BlackRock CEO Larry Fink Highlights Key Forces Shaping Future Stock Market Growth
Larry Fink, CEO of BlackRock (Getty Images)
  • PublishedOctober 29, 2024

At the Future Investment Initiative (FII) in Saudi Arabia, BlackRock CEO Larry Fink discussed the major forces he expects to drive the stock market over the coming years, spotlighting themes of digital transformation, decarbonization, and shifting economic dynamics, Market Watch reports.

The FII, organized by Saudi Arabia’s Public Investment Fund (PIF) — with assets totaling $925 billion — brings global corporate leaders together to discuss long-term investment strategies, particularly relevant given the complex global backdrop.

BlackRock, which has recently expanded its presence in Saudi Arabia with a new investment division based in Riyadh, holds a stake in the PIF, making Fink a central voice at this year’s forum.
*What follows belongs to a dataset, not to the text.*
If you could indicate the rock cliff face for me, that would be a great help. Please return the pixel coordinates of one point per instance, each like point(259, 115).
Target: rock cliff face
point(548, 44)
Fink argued that the significant capital investment required for decarbonization and digital infrastructure would be pivotal in powering equity markets for years.

“There’s $9 trillion sitting in money markets,” Fink noted.

He added that investments in infrastructure and AI-driven efficiencies, like those used by Walmart to manage its retail space, would create “an investment blossoming” that would sustain market momentum.

Fink acknowledged that current price-to-earnings (P/E) ratios are elevated, though he sees earnings catching up with these valuations, potentially tempering concerns of overvaluation. Another topic of his address was the traditional view on interest rates and economic growth, suggesting that higher interest rates might not slow the economy as expected. With an aging population increasingly inclined to save, the dynamics of rate impact could shift, he argued. Fink also noted that most American homeowners hold 30-year fixed-rate mortgages, which buffers many from immediate effects of rate hikes, adding a layer of resilience to the economy.

Citadel CEO Ken Griffin also shared insights, pointing to political factors as a near-term influence on markets. Griffin suggested that once the US election uncertainty lifts, markets would likely react positively.

“The reduction in uncertainty is almost always positive for asset prices,” Griffin remarked.

With the 2024 election expected to be highly competitive, Griffin anticipates a “risk-on” environment post-election as investors adjust to whichever administration takes office.